Mineral density changes in bovine carious dentin after treatment with bioactive dental cements: a comparative micro-CT study

  • Aline Borburema Neves
  • Tamiris Gomes Bergstrom
  • Andréa Fonseca-Gonçalves
  • Thais Maria Pires dos Santos
  • Ricardo Tadeu Lopes
  • Aline de Almeida NevesEmail author
Original Article



To evaluate the potential of conventional glass ionomer cement (GIC), Biodentine™, MTA, and Portland cement to induce mineral density changes in carious dentin compared to zinc oxide eugenol control cement (ZOE).

Materials and methods

Fifty blocks of bovine root dentin were prepared and a biofilm model using ATCC strains of S.mutans, S.sobrinus, and L.casei was used to promote artificial dentin lesions. After demineralization, the blocks were randomly divided into the five cement groups. Half of the surface of each specimen received the tested material and the other half was covered with wax (control). Samples were stored in phosphate buffered saline solution for 30 days and after that were scanned in a micro-CT with standardized parameters. Dentin mineral density changes were calculated using differences in plot profiles of the exposed and control carious dentin. Friedman’s test, followed by Wilcoxon signed-rank test was used with 5% significance.


Mean ΔZ values for the cements were 48.63 ± 19.09 for the control (ZOE), 63.31 ± 32.59 for Biodentine™, 114.63 ± 72.92 for GIC, 109.56 ± 66.28 for MTA, and 106.88 ± 66.02 for Portland cement. All cements showed a statistically significant increase in ΔZ values compared to the control, but Biodentine™ values were statistically significantly lower compared to GIC and the other calcium silicate cements.

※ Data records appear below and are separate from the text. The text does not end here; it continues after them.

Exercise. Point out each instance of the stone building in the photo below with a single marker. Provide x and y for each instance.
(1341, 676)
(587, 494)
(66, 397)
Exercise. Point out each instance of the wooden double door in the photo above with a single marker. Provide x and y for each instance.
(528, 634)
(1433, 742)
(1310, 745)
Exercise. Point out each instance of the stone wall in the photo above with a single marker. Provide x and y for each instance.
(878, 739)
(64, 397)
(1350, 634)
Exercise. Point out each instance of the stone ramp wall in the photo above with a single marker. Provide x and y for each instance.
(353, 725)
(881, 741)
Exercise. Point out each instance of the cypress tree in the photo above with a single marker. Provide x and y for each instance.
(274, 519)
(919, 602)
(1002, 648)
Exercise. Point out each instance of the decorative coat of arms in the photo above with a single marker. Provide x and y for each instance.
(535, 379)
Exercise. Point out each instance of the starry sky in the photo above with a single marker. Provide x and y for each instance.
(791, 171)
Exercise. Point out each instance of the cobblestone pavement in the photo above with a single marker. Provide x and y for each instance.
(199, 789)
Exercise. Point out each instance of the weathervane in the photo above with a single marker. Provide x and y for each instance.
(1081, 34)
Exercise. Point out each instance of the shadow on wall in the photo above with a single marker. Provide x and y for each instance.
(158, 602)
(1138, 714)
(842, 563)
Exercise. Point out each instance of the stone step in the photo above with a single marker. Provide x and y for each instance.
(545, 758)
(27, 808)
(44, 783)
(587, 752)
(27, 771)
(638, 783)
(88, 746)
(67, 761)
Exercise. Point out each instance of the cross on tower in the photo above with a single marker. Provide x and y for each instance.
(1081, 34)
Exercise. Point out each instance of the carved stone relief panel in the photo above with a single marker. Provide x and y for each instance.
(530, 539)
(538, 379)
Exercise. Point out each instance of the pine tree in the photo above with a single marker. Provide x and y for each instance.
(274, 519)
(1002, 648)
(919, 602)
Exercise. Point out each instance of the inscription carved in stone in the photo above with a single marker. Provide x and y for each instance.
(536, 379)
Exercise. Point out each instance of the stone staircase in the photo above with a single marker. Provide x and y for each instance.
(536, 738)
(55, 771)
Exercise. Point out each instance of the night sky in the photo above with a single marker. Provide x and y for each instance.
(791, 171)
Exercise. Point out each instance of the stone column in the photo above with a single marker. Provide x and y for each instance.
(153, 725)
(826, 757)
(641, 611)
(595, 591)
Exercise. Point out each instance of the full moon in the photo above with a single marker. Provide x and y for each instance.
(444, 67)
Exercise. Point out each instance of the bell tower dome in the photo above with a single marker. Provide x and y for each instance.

Tested materials present potential to induce mineral density changes in carious bovine dentin. MTA, Portland, and GIC showed higher bioactivity potential than Biodentine™.

Clinical relevance

Based on minimally invasive concept, materials with remineralization potential can be used to preserve diseased but still repairable dental tissue.


Dentin caries Bioactive cements Micro-CT MTA Glass ionomer 



The authors are grateful to the Department of Pediatric Dentistry and Orthodontics in Federal University of Rio de Janeiro (UFRJ) and Laboratory for Nuclear Instrumentation (UFRJ).


The work was supported by the Department of Pediatric Dentistry and Orthodontics and Laboratory for Nuclear Instrumentation of Federal University of Rio de Janeiro. This study was supported by the Coordenação de Aperfeiçoamento de Pessoal de Nível Superior (CAPES), Conselho Nacional de Pesquisa Científica (CNPq), and Fundação Carlos Chagas de Amparo à Pesquisa do Estado do Rio de Janeiro (FAPERJ).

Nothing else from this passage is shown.